What 400 Flawed Healthcare AI Models Can Teach Us
The hundreds of flaws in AI models built to help tackle COVID-19 could be viewed merely as a consequence of fast-moving efforts to stop a crisis. Yet, academics calling out these flaws want you to hear their alarm. Their voices are precisely what more business leaders and policymakers need to hear as the U.S. increasingly adopts AI for medical and commercial use.
Casey Ross recently reported in STAT how the pandemic kicked off a flurry of model building. Everyone wanted to make a positive contribution and help alleviate concerns emanating from the crisis. They asked: How can we use machine learning to detect COVID-19? How can we predict who is likely to be severely ill? And can we build models that will be robust through new variants of the virus? They reported their efforts to build on the works of others and learn from the AI community.
A year later, the University of Cambridge examined these models and found that every one of the more than 400 that they studied was fatally flawed, including those published in leading scientific journals.
What’s a fatal flaw?
Researchers found two general types of flaws. The first had to do with data. Too often, model makers used small data sets that didn’t represent the universe of patients that the models were intended to represent.
The second type of flaw had to do with limited information disclosure. Modelers failed to disclose sources of data, techniques they used to model data and potential for bias in either the input data or the algorithms used to train their models.

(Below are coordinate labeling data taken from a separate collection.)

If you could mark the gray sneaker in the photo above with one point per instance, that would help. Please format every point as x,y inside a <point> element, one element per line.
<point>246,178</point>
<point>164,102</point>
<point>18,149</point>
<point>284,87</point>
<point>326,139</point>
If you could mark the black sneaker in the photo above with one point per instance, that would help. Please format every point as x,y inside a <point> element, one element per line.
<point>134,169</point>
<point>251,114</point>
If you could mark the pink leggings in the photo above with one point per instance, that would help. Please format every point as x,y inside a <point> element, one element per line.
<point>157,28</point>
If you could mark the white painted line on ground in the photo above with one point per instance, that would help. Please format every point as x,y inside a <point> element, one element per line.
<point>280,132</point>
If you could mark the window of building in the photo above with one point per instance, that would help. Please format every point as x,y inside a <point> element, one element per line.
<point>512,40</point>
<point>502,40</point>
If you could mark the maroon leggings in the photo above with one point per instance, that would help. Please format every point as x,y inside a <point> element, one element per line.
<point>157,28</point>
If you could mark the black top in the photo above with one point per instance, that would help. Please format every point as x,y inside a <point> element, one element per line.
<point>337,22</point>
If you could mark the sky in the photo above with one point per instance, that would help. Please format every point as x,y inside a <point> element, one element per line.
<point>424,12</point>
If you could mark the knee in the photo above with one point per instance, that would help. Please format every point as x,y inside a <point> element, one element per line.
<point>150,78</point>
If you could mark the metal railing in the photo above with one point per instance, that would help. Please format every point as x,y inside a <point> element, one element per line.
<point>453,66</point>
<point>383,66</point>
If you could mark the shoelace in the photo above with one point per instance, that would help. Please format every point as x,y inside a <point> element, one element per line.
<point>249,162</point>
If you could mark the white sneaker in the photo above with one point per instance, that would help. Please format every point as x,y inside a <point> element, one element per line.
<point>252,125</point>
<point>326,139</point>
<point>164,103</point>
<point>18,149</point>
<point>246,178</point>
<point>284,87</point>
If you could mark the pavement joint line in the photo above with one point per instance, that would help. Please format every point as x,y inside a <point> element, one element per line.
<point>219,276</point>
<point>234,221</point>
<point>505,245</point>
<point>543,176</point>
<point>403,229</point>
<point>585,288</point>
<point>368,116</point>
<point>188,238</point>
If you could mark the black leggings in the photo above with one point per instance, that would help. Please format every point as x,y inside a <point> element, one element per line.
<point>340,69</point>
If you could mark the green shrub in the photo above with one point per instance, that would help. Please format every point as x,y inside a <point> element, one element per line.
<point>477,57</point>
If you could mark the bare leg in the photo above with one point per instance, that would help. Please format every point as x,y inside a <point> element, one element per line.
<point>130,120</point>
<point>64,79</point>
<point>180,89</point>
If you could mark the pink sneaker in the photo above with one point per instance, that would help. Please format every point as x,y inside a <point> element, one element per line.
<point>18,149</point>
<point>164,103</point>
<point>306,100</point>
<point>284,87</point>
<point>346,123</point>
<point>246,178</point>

Ross notes that the practice of not disclosing sources of data isn’t limited to just these COVID-19 models. Forty-five percent of medical AI products approved by the U.S. Food and Drug Administration between 2012 and 2020 did not disclose the amount of data they used to validate their product’s accuracy.
Why flaws matter
Teams that build AI have such good tools at their fingertips in 2021 that many can access pre-coded algorithms and start training data. That’s remarkable progress.
But good, robust models that are rigorous and defensible are still difficult and take time. If the input data isn’t good, then a model’s output won’t be sound either. Beyond that, the human errors noted by Cambridge researchers, such as using the same data for training and validation, are simply indefensible.

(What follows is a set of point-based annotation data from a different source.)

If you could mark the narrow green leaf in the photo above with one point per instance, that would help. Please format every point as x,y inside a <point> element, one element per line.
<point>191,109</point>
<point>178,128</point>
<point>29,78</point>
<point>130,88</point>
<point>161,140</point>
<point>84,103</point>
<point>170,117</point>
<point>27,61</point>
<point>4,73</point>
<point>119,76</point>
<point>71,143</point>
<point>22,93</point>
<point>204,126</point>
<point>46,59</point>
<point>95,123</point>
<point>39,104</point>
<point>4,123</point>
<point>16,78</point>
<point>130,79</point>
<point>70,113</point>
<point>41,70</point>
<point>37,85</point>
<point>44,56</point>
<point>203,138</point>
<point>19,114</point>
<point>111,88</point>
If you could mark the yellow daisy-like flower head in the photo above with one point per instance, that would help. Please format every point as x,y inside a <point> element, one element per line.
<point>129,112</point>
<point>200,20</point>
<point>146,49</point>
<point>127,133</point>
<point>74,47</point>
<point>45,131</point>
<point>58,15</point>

I see several reasons why the proliferation of these types of AI models is worrisome. Inaccurate, untraceable models can quickly lead to poor patient care and poor health and cost outcomes. The U.S. health system―or any health system―simply cannot afford a broad erosion of public trust in using AI technologies for patient care.
In an operational sense, flawed data science may lead to expensive mistakes, such as unwarranted clinical trials that could easily waste three to five years of research time. We may end up losing effectiveness and efficiency, the very things that these models are supposed to improve.

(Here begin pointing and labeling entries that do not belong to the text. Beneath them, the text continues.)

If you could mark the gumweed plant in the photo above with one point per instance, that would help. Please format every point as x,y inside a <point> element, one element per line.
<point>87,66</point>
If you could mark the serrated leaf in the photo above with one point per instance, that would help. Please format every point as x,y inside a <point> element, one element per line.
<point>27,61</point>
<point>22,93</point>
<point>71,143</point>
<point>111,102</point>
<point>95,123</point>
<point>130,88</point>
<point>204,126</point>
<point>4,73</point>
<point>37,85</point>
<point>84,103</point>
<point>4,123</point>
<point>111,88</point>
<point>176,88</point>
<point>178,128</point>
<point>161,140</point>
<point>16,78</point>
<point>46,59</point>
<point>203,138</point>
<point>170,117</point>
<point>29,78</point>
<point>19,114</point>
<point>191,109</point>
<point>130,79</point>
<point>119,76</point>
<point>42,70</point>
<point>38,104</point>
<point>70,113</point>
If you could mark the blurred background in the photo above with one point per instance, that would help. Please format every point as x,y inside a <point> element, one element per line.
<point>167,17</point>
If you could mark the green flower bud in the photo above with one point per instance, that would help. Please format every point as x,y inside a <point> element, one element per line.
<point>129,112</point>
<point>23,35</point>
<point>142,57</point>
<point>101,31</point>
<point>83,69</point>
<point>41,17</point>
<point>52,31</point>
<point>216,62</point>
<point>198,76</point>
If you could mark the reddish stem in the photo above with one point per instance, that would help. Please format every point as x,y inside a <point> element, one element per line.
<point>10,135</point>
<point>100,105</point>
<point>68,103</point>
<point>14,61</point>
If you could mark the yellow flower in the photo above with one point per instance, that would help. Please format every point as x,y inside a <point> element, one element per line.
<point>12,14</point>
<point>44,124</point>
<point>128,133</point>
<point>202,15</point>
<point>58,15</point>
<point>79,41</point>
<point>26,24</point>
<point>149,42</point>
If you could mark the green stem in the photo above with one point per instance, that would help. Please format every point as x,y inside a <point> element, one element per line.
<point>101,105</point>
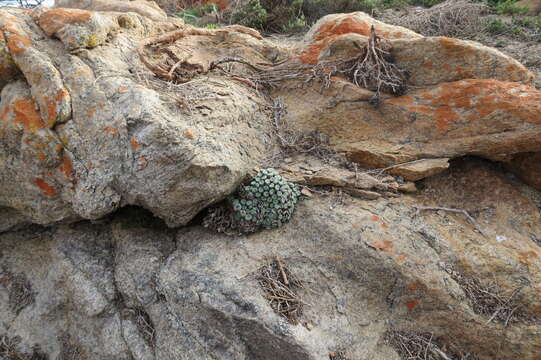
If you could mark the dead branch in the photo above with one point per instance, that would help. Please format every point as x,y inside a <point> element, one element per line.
<point>372,69</point>
<point>460,211</point>
<point>172,36</point>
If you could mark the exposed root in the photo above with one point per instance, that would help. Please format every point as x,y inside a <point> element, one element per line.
<point>280,287</point>
<point>372,69</point>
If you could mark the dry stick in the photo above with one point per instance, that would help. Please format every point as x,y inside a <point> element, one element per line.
<point>282,271</point>
<point>460,211</point>
<point>381,171</point>
<point>178,34</point>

Shift your mindset on where to apply safety checks
Already, the genuinely good data science is barely distinguishable from the noise. So, what’s the solution?
Consider this: We have protections for consumers from flaws in other services. Before you eat at a restaurant, for example, you want to know if someone inspected it and deemed it to be sanitary. Before you ride an elevator, you assume that inspectors have passed their safety checks. When you buy a condo, you expect that the builder followed building safety codes.
The only way we’re comfortable in any of these scenarios is because common standards for safety have helped build public trust over time. Today’s AI models can follow best practices, but they aren’t subject to any common set of standards, although there are some good working proposals to change this.
Expect the regulatory model to look different soon
In the U.S., the regulatory model for determining if physical medical products are up to rigorous quality standards doesn’t wholly transfer to medical AI. Unlike a drug or a standard medical device, AI systems constantly change as they’re fed new data.
It’s simply not scalable for an outsider to check how data may change a model or if the algorithms to produce decisions or predictions consistently yield expected results.
Former FDA chief Scott Gottlieb recognized this in 2017 when the agency began plotting a future regulatory model. The FDA continues to study what it will take to pre-certify manufacturers and software providers based on a culture of quality and commitments to monitoring the real-world performance of AI in the market.
The philosophy to certify the company and not just each app is like the restaurant model. Once you certify the restaurant, you don’t have to check each dish. This trusted, yet scalable model can minimize risk and drive a corporate culture toward responsible AI.
Beyond basic disclosure
In addition to transparency on data sources and modeling methods, consider the following:
Potential bias: Share what you’ve done to avoid creating or reinforcing bias. Describe the controls you’ve put in place for bias in input data as well as algorithm design. Communicate how AI system users can flag issues related to bias.
Reviews before a model goes into the wild: Was your AI system subject to a review board before releasing it into the wild? For medical AI products, document the requirement for regulatory approvals and the state of those approvals. Modelers in larger organizations may have an AI center of excellence to help them meet their organization’s highest standards.
Mechanisms that test quality over time: The validity and usefulness of any model can change over time and as people and data interact. Share what checks you’ve put in place to ensure that your model remains valid over time and across populations.
It’s always good to be skeptical and question how a system derives its decisions and predictions. Yet, without these practices for transparency, we risk putting AI into the world that can quickly lead to disillusionment.